Two thousand and nine was spent frantically criss-crossing the Altantic and frantically training at the gym. Indeed, some of my more thoughtful New York friends immediately — and rather cleverly—saw a likely connection between the massive amounts of whole unpasteurised milk I had drunk to get fitter and the calcium deposits in my shoulder: so resolution n° 1 will probably be to cut on the milk, so long as my doctors will let me hit the gym again as soon as my tendinitis clears, so that I can put the fifteen pounds or so that I have lost because of the tendinitis back on again.

My second resolution is to take more photographs: I really enjoyed taking all sorts of shots with my new iPhone 2.0 — it actually has a pretty decent camera.
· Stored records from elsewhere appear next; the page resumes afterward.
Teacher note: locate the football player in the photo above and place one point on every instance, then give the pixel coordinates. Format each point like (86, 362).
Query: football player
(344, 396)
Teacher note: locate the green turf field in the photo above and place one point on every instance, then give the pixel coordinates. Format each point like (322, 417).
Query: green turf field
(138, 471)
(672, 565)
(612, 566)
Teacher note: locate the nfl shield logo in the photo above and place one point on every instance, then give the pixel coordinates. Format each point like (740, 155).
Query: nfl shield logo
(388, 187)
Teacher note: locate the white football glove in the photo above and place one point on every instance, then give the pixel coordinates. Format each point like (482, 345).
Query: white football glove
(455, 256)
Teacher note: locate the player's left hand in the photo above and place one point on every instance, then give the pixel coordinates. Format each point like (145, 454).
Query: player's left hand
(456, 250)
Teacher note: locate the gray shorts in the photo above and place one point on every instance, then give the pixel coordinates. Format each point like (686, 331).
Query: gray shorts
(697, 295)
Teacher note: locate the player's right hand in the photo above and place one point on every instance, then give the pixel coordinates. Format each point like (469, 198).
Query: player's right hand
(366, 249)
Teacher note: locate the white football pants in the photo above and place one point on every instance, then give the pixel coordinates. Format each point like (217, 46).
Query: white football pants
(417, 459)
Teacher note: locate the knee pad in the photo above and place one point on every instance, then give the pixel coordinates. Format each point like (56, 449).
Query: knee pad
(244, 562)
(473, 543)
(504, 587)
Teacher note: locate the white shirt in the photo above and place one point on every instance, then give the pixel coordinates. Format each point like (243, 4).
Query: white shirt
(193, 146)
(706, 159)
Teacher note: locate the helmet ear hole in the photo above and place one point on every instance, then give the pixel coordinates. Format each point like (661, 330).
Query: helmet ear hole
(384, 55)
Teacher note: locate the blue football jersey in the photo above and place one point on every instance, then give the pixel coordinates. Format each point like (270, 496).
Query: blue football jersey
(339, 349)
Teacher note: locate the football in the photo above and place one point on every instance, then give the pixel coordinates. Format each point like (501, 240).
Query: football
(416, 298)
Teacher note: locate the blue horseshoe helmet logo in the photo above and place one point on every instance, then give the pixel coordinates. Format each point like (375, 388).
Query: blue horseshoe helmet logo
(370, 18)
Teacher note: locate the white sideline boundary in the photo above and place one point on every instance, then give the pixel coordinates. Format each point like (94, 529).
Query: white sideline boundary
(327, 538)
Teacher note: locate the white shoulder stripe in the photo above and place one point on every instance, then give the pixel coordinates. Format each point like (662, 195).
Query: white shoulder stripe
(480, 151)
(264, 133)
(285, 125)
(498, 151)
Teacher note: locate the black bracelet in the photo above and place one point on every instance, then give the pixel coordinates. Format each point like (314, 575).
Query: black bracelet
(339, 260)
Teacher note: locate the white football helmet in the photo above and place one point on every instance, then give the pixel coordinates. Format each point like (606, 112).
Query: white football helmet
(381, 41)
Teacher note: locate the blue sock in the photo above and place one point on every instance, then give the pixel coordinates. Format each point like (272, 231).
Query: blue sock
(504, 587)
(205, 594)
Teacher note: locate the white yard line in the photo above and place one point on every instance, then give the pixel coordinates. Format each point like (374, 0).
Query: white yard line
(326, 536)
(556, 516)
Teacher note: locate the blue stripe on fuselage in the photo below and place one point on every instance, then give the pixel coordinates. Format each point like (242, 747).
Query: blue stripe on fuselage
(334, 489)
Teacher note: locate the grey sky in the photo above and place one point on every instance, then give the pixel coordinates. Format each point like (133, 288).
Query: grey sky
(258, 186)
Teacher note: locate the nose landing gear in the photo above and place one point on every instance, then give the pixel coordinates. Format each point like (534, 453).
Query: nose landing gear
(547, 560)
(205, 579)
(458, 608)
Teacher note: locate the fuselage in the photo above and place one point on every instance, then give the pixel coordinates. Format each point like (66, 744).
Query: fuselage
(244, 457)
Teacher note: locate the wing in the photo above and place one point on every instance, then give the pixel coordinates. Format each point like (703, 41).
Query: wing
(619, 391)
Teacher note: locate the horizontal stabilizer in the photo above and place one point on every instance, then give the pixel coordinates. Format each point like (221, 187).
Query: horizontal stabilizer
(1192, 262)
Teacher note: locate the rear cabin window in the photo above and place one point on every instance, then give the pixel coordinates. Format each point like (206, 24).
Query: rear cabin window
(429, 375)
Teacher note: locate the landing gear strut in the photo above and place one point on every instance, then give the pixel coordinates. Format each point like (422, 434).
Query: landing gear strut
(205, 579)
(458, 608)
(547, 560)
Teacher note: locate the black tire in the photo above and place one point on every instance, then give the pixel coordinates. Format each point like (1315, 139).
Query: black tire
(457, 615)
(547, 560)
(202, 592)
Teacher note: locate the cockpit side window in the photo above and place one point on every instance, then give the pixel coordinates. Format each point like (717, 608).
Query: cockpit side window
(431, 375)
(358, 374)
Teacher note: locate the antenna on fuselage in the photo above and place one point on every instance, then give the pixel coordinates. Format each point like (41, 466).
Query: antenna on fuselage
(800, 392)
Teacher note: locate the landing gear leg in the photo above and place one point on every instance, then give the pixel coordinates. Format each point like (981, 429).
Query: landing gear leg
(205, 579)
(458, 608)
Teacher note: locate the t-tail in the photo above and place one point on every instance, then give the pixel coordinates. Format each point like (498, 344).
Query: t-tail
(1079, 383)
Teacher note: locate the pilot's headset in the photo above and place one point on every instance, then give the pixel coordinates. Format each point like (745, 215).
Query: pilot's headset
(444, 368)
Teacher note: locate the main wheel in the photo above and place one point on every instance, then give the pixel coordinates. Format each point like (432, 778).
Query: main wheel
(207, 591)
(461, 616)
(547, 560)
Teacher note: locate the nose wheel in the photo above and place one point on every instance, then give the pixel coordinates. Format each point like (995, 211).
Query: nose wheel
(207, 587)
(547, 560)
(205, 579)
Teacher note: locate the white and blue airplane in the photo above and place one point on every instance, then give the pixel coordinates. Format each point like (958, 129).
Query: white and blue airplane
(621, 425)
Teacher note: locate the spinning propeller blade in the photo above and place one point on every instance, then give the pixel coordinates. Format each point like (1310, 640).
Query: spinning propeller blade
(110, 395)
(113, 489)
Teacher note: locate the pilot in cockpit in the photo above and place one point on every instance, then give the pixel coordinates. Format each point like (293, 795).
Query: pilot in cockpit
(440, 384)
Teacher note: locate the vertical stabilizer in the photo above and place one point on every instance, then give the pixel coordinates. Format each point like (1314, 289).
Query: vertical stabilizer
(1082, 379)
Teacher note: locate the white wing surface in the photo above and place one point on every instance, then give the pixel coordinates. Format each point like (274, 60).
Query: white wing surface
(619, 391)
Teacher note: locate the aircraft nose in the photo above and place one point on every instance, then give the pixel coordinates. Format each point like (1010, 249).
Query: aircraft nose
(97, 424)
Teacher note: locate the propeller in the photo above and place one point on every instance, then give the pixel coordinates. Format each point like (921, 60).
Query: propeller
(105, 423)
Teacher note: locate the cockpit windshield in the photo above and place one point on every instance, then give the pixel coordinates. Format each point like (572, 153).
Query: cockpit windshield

I actually have made quite a few more resolutions, but they are so trivial they hardly warrant mentioning here or, in some cases are far from trivial but still unmentionable. One of them is to read more. It will be fifty years tomorrow since the death of Camus, France’s last great writer. Last year the Prix Goncourt was won by a young lady called Marie Ndiaye, who then promptly got embroiled in a dispute with a M Raoult, a junior minister in the French government who looks like a butcher in the film Delikatessen, and was annoyed at some derogatory comments she made in a magazine about life in Paris being much less fun than in Berlin nowadays. I have yet to meet anyone who has even pretended to read Madame Ndiaye’s book, although I am told that she has a habit of beginning her sentences with et , so it is quite likely that I would rapidly toss her prize-winning book in the dustbin. Just as Mrs Thatcher said there was no such thing as society, so I say there is no such thing as contemporary literature in a country where it boils down to disagreements between the winner of the Prix Goncourt and a jumped-up street bully about the meaning of France’s identity .

Right through 2009 I have kept up with Flickr and Twitter, and even managed to write a few articles in this blog. I’ve been using all of these sites since 2006, which I guess makes me a total trend-setter by any standards. Facebook I have kept strictly for people I actually know in real life, because treating it as anything else is to misunderstand what Facebook is all about. I did consider quitting after the people at Facebook implemented an appalling new privacy policy which left me wondering whether Mark Zuckerberg himself understood what his website was expected to provide by its users. Having said that, the trend towards blogging in one’s own name, which I believe was helped along by Facebook’s policy of making people enlist under their real-life identities, has enormously improved standards, making for more responsible articles in this blog and in others.

But of course my main resolution for this year will be to try to moderate my tendency to overdo the Proustian sentence. I wish prosperity, wisdom and anything else they may desire to all my many, many readers the world over.